12 Alexander Borovoi
He stalks the Chernobyl nuclear reactor
CHERNOBYL, UKRAINE--Disasters demand heroes, and the explosion of the No. 4 reactor at the V. I. Lenin nuclear power station was a disaster on an unimaginable scale. During 10 days beginning April 26, 1986, the burning reactor belched over 100 times more radioactive material than the Hiroshima bomb. Dozens died, and fallout settled on millions downwind. Since then, thousands of youngsters in Ukraine, Belarus, and Russia have come down with thyroid cancer. The catastrophe caused untold social disruption and dealt a heavy blow to the tottering Soviet Union.
The line between hero and victim was thin in the first frantic weeks after the accident. Firemen fought the flames but lacked instruments to tell them they faced lethal doses of radiation. Military helicopter pilots hovered in the radioactive smoke plume to smother the burning reactor with tons of sand and lead, but their bombing runs missed the mark.
Yet the catastrophe--and the chance for heroism--did not end when the fire burned out. In the months and years that followed, a band of scientists led by physicist Alexander Borovoi explored the reactor's corpse to make sure it could not reawaken. Working in a hot, dark labyrinth where lingering radiation could kill within minutes, they mapped and analyzed tons of reactor fuel remaining. It was heroism of a quieter and more effective order than had come before. "Borovoi knew what he was doing," says Harvard University nuclear physicist Richard Wilson, "and he had the imagination and common sense" to succeed.
Now, 15 years after the accident, the miles of deserted countryside around the plant are turning to wilderness. Pripyat, once a gleaming city of some 45,000 plant workers and their families, is a nuclear ghost town, silent except when wind rustles the weeds or bangs a door.
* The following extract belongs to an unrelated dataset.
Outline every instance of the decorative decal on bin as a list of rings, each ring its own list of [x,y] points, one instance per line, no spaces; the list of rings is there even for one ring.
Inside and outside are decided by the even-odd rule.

Inside the concrete "sarcophagus" built over the ruin, Borovoi still searches for signs of danger. A bearish, white-haired man of 63, he did not expect to crown his career this way. But he says that when asked, he and his colleagues "could not say no. We had to go and do it [because] we understood that our work was very important for other people."
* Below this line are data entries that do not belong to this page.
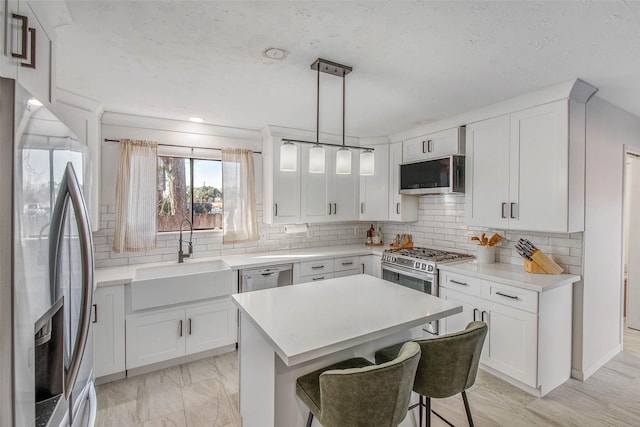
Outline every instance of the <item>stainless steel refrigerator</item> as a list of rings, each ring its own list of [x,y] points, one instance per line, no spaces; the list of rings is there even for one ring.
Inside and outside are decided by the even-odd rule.
[[[0,79],[0,425],[95,422],[89,151]]]

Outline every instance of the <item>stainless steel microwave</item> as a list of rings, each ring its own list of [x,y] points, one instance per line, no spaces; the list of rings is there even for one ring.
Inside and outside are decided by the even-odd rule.
[[[400,193],[464,193],[464,156],[401,164]]]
At the prestigious Kurchatov Institute in Moscow, Borovoi studied neutrinos, wispy subatomic particles that stream harmlessly through the human body. But he spent the spring and summer of 1986 calculating the radioactive hazards from the ruined reactor. He stayed in Moscow because his mother was dying. But by the fall he was at Chernobyl, where he faced a simple question: Could the remnants of the reactor fuel explode again? The lives of the thousands of workers erecting the sarcophagus were at stake.
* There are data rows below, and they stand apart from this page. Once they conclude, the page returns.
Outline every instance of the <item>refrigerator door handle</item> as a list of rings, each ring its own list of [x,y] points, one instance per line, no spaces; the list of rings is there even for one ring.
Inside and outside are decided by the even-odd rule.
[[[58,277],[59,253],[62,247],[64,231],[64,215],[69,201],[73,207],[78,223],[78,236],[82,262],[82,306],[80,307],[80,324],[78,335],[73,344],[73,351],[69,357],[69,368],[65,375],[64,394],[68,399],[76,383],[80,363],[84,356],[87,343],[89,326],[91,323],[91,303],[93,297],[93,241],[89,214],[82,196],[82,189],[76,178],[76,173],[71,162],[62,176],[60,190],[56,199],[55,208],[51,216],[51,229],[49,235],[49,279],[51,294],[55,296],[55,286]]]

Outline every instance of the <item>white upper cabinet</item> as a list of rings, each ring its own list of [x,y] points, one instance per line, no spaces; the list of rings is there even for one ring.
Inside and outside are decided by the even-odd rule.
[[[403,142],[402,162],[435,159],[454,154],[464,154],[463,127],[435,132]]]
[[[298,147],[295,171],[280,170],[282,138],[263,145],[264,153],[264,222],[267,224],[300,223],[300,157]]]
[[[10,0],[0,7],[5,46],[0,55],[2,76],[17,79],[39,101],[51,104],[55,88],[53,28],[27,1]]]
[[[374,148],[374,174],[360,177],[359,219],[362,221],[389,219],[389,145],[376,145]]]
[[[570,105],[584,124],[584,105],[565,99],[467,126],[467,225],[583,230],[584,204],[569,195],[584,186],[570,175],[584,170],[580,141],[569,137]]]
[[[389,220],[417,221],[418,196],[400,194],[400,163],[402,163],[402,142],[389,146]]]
To find the remnants, Borovoi and his men had to venture into the heart of the destroyed reactor. Robots were not up to the job; they got stuck in debris or ran amok, circuits scrambled by radiation. "We had only one kind of robots [that worked]," says Borovoi. "Biorobots--ourselves." They called themselves "stalkers." Coveralls, gloves, and a respirator were their protection--lead suits were too bulky for dashes through the reactor. A fall or wrong turn could be fatal.